The ICJ says in its press release:
(…) Cambodia indicates in its Application the “points in dispute as to the meaning or scope of the judgment” at issue. It states in particular that: “(1) according to Cambodia, the Judgment [rendered by the Court in 1962] is based on the prior existence of an international boundary established and recognized by both States; (2) according to Cambodia, that boundary is defined by the map to which the Court refers on page 21 of its Judgment . . ., a map which enables the Court to find that Cambodia’s sovereignty over the Temple is a direct and automatic consequence of its sovereignty over the territory on which the Temple is situated . . .; (3) according to [Cambodia], Thailand is under an obligation [pursuant to the Judgment] to withdraw any military or other personnel from the vicinity of the Temple on Cambodian territory . . . [T]his is a general and continuing obligation deriving from the statements concerning Cambodia’s territorial sovereignty recognized by the Court in that region.” Cambodia asserts that “Thailand disagrees with all of these points.”
Cambodia requested in its application an immediate and unconditional withdrawal of all Thai forces from those parts of Cambodian territory situated in the are of the Preah Vihear Temple, a ban on all military activity in the area of the temple by Thai forces and that Thailand refrains from any action that would interfere the rights of Cambodians.

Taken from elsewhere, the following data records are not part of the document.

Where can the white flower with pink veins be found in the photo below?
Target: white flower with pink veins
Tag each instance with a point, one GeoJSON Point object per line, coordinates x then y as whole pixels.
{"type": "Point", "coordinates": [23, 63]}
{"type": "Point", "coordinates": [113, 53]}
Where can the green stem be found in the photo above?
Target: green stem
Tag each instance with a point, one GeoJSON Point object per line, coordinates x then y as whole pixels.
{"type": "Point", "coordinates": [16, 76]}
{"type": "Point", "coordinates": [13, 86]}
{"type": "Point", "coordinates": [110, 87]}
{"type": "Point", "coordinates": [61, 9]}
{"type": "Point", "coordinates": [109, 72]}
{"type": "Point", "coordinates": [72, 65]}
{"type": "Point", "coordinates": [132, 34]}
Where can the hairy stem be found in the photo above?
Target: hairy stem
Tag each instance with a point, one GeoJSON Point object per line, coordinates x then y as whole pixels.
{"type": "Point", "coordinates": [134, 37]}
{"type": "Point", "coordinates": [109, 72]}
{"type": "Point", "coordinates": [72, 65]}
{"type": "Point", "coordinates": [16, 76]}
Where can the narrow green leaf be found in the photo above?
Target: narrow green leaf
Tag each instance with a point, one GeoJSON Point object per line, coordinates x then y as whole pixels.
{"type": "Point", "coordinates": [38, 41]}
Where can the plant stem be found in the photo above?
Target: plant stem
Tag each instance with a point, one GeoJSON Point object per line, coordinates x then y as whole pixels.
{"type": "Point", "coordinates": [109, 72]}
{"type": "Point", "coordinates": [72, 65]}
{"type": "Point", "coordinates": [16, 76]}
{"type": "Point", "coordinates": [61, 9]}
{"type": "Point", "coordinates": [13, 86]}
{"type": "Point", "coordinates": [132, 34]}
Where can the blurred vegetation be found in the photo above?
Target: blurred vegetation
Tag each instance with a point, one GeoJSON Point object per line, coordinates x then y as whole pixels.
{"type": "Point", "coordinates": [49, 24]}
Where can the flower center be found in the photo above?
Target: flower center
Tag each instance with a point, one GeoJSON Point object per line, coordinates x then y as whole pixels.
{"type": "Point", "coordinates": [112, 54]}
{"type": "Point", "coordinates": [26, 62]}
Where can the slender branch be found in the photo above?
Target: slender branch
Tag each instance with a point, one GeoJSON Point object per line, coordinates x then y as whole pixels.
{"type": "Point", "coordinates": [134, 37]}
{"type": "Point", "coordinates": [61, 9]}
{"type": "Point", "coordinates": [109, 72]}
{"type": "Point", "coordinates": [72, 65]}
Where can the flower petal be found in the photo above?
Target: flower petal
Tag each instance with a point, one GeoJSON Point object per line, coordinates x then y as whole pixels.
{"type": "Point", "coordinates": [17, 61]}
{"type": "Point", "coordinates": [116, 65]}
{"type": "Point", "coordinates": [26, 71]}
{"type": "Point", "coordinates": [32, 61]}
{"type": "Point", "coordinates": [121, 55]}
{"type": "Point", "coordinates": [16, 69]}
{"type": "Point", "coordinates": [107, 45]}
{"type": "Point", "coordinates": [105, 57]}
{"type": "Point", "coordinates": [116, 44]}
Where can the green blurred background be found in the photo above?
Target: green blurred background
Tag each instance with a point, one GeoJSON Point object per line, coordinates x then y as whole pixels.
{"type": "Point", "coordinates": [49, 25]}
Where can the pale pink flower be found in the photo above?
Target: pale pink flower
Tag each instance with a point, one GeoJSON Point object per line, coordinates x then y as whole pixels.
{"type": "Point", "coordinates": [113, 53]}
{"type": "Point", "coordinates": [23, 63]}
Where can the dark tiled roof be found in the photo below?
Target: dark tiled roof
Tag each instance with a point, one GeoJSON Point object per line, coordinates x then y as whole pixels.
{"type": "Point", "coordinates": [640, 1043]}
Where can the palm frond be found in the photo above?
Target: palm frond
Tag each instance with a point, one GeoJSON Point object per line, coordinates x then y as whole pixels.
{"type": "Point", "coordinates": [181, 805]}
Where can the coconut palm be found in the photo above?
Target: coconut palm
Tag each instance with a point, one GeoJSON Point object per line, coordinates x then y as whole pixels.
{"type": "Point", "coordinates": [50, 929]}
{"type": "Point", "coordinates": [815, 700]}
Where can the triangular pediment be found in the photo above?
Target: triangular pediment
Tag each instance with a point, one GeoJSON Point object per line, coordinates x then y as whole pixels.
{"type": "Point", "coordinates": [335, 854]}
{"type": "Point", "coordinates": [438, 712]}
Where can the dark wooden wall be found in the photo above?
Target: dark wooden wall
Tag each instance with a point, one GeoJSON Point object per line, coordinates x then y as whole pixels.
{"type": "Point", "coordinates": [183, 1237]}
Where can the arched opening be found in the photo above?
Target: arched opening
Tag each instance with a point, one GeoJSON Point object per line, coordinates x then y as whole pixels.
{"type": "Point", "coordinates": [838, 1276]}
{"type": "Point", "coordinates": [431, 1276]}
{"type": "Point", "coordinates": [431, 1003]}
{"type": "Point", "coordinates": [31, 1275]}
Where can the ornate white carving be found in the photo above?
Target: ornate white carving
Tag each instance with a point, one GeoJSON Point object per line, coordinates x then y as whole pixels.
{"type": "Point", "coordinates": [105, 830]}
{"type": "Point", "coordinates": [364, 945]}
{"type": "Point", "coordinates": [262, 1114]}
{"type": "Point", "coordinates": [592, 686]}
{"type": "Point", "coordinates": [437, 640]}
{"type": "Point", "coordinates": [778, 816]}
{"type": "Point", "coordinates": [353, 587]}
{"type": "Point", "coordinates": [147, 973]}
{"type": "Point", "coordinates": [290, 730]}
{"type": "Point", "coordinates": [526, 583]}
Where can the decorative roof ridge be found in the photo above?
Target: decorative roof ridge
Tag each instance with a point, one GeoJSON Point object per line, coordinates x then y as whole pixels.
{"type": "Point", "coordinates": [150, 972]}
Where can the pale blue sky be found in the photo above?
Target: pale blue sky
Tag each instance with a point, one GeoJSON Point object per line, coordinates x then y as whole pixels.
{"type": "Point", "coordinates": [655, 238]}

The first public hearing on this Cambodian request were hold on May 30 and 31, 2011 where Thailand claimed that there was not a dispute around the 1962 sentence: ‘it did not dispute the fact that the Temple of Preah Vihear was situated in Cambodian territory, as recognized in the first paragraph of the operative clause of that Judgment,’ said the communicate and continues stating that Thailand ‘claimed furthermore not to dispute the fact that Thailand was under an obligation, pursuant to the second paragraph of the operative clause of the said Judgment, to withdraw its military forces from the Temple or from its vicinity in so far as those forces were situated in Cambodian territory; it asserted that this “instantaneous” obligation had been fully met by Thailand and could not give rise to an interpretative judgment; and Thailand maintained, in consequence, that the Court manifestly lacked jurisdiction “to rule on Cambodia’s Request for interpretation” and, therefore, to indicate the provisional measures requested by the Applicant.’
Cambodia maintained its request for the provisional measures.

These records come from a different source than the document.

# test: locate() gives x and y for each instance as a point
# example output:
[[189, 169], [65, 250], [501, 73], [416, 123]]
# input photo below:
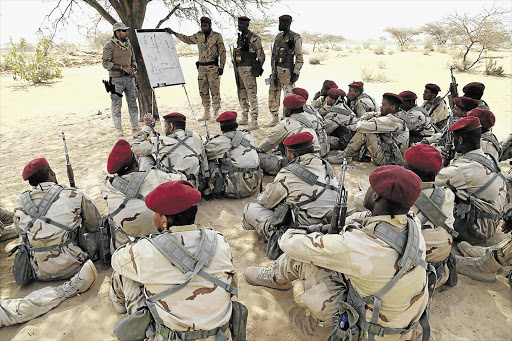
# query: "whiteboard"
[[160, 57]]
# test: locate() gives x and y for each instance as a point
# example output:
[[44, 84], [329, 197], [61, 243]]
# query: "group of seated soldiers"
[[372, 278]]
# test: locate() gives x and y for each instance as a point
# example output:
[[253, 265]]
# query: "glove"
[[294, 77]]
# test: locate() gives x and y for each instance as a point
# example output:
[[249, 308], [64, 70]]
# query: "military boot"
[[265, 277], [80, 282], [479, 268]]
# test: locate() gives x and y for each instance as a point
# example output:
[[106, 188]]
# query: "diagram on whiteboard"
[[160, 57]]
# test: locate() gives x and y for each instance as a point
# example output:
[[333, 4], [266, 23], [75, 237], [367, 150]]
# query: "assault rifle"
[[71, 175], [340, 209]]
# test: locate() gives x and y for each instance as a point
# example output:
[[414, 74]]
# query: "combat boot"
[[479, 268], [80, 282], [265, 277], [274, 122]]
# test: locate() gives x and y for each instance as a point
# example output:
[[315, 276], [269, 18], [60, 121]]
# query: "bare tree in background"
[[132, 14]]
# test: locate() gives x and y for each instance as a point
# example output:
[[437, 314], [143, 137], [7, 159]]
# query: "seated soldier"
[[420, 126], [475, 90], [434, 209], [342, 274], [51, 219], [180, 150], [477, 182], [306, 187], [489, 142], [124, 191], [185, 275], [383, 135], [319, 98], [233, 160], [358, 101], [293, 123], [316, 119], [435, 106]]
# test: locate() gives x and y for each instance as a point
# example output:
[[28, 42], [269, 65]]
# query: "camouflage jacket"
[[368, 263], [73, 209], [198, 305]]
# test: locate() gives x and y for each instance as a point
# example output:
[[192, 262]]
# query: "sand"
[[33, 117]]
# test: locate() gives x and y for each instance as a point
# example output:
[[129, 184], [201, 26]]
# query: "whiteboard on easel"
[[160, 57]]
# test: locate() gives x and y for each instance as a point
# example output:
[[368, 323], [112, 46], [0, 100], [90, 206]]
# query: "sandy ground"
[[33, 117]]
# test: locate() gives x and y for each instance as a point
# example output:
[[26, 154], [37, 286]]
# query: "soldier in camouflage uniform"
[[360, 102], [249, 59], [119, 59], [477, 182], [132, 218], [358, 260], [52, 238], [435, 106], [287, 60], [233, 160], [212, 58], [314, 200], [383, 135], [420, 126], [180, 150], [294, 122], [142, 272]]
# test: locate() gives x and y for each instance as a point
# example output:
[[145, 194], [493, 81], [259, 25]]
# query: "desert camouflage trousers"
[[208, 80], [274, 93], [127, 86], [248, 91]]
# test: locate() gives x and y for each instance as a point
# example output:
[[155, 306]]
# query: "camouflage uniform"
[[140, 269], [193, 164], [270, 163], [465, 177], [318, 261], [113, 54], [370, 132], [212, 53], [284, 70], [71, 208], [247, 86], [241, 157], [288, 187], [135, 218]]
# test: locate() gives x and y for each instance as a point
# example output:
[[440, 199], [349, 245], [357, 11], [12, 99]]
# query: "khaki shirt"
[[290, 188], [71, 208], [209, 48], [369, 264], [200, 304]]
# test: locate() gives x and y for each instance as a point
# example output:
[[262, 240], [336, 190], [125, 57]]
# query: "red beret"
[[330, 84], [298, 141], [433, 87], [206, 20], [172, 197], [294, 102], [175, 116], [424, 157], [356, 84], [33, 167], [396, 184], [408, 95], [465, 124], [226, 117], [486, 117], [394, 98], [334, 93], [301, 92], [120, 157], [286, 17], [465, 103]]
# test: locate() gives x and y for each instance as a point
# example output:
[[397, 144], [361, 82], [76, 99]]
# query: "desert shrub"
[[37, 68]]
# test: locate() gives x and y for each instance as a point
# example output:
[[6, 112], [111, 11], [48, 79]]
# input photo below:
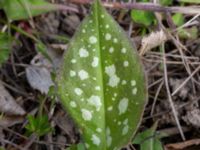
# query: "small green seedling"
[[5, 42], [101, 82], [38, 125]]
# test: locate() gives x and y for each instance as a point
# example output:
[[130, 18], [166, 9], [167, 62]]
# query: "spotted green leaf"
[[101, 82]]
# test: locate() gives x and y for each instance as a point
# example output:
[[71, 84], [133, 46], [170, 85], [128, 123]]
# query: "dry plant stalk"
[[153, 40]]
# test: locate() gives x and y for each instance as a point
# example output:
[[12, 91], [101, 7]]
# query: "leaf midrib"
[[97, 18]]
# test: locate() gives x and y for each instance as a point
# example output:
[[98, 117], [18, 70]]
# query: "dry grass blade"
[[153, 40], [169, 96], [196, 70]]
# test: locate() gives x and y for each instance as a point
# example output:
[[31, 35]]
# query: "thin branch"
[[182, 85], [169, 96], [144, 6]]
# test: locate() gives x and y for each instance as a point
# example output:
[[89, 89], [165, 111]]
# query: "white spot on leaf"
[[97, 88], [108, 36], [123, 50], [86, 114], [123, 105], [108, 137], [73, 104], [125, 130], [114, 79], [99, 130], [93, 40], [83, 53], [110, 108], [72, 73], [73, 61], [95, 62], [78, 91], [133, 83], [126, 63], [111, 50], [83, 74], [115, 40], [95, 139], [95, 101], [134, 91], [124, 82]]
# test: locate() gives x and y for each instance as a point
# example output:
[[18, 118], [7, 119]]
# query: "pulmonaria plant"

Military tensions diminished during the government of P.M. Yingluck Shinawatra of the Pheu Party. During the last ASEAN Defense Ministers’ summit last week, Tea Banh of Cambodia and Sukumpol Suwanatat of Thailand discussed the border dispute and they agreed on the improving of bilateral relations. ‘There is not need to settle the issue now as peace is the priority,’ said Cambodian Defense Minister Tea Banh in Siem Reap. It was a consequence of a joined declaration given by both primer ministers Yingluck Shinawatra and Hun Sen on October 19 that Thai and Cambodian people would be allowed to live in the area without fear.